O ossobuco, bovino ou de cordeiro, é um acontecimento: cozido lentamente no próprio molho, sob uma delicadíssima fatia de lardo, a gordura localizada sob a pele do porco, com um impressionante purê de fruta-pão aromatizado, na mesa, com farinha de chá verde. O peixe do dia, fresco como se tirado há pouco do mar, é recheado com camarões miúdos, assado em palha de bananeira, que dá perfume e confere integridade à carne branca e delicada (R$ 59), com vatapá de jerimum, insinuante, adocicado, e uma farofinha de amendoim.

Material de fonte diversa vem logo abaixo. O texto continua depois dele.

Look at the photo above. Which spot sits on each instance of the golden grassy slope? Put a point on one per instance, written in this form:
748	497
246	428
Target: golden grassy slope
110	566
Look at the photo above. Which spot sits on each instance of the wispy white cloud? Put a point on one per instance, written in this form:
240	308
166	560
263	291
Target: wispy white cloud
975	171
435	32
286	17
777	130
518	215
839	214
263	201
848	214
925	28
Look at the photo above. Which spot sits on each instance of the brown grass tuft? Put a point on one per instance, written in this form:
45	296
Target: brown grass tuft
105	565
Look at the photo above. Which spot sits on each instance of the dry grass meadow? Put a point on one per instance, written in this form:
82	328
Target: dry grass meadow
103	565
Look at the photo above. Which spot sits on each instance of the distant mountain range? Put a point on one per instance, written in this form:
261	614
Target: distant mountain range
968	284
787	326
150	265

O salão e a carta de vinhos têm comando luxuoso do maître paraibano Otoniel Abílio, verbete obrigatório da história da restauração no País, mais de 30 anos de carreira, tendo atuado ao lado do francês Laurent Suaudeau e, depois, do próprio Claudemir Barros no Wiella Bistrô.

Uma vez na casa, vale também investir num bom espumante ou vinho doce para incorrer na sessão de sobremesas. Assinadas pela chef Sofia Motta, esposa de Claudemir, são (nem tão) pequenas porções de epifania. Uma delas, une Norte e Nordeste na composição“Cacau, Café, Cupuaçu”: creme de cupuaçu, paletas de suspiro de chocolate, musse de chocolate com café pernambucano, castanha-do-pará e crocante de café torrado.

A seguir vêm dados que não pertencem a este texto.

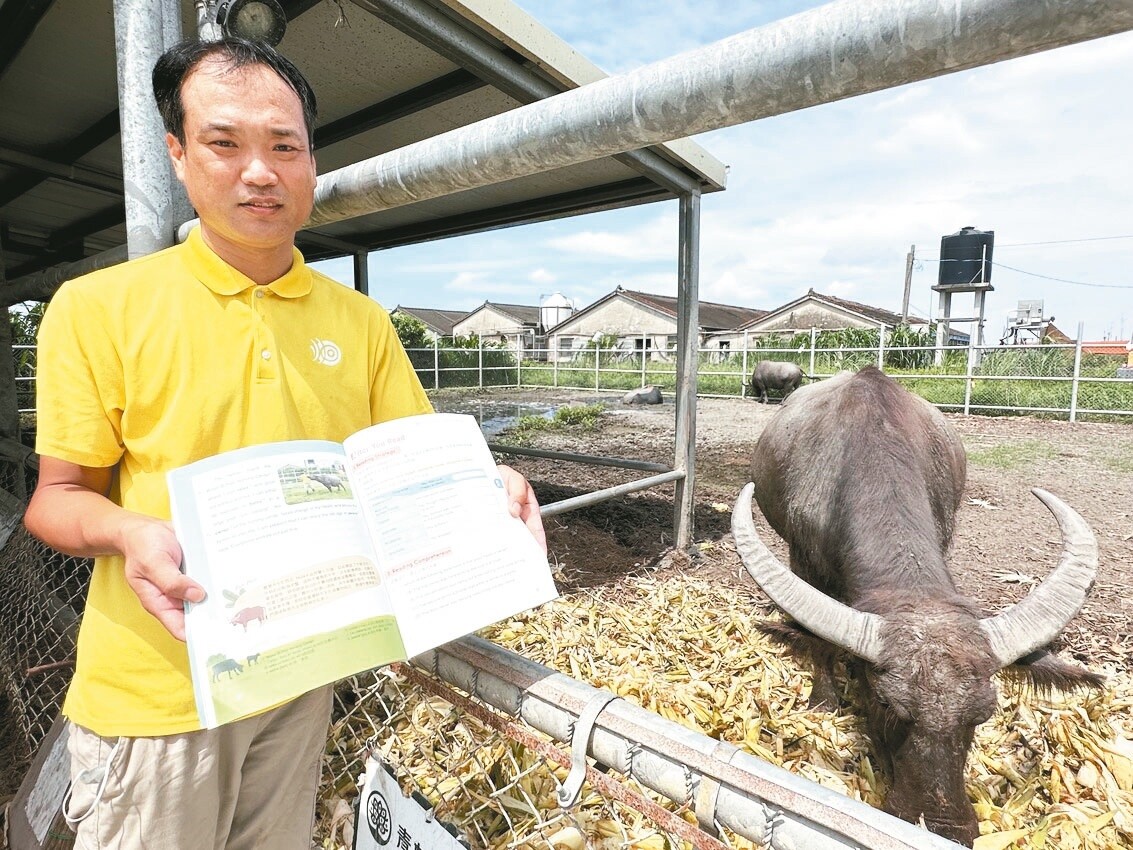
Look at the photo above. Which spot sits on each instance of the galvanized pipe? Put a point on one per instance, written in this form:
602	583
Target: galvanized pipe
603	495
444	35
758	800
142	33
836	51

Com um domínio impressionante do que escolhe e prepara, cheio de conceitos, mas sem a chatice oca de quem não vai além do discurso, Claudemir Barros faz do Oleiro um dos endereços obrigatórios da gastronomia contemporânea não só de Pernambuco, mas brasileira. Um lugar onde a comida oferece identidade e prazer – não por acaso, tem estado lotado desde que abriu as portas, há cerca de dois meses.

Oleiro Cozinha Artesanal. Rua Albino Meira, 58, Parnamirim. Telefone: 3128-1708. Terça e quarta, das 19h às 23h30; quinta, das 19h à meia-noite; sexta e sábado, das 19h à 00h30 e domingo das 12h às 16h.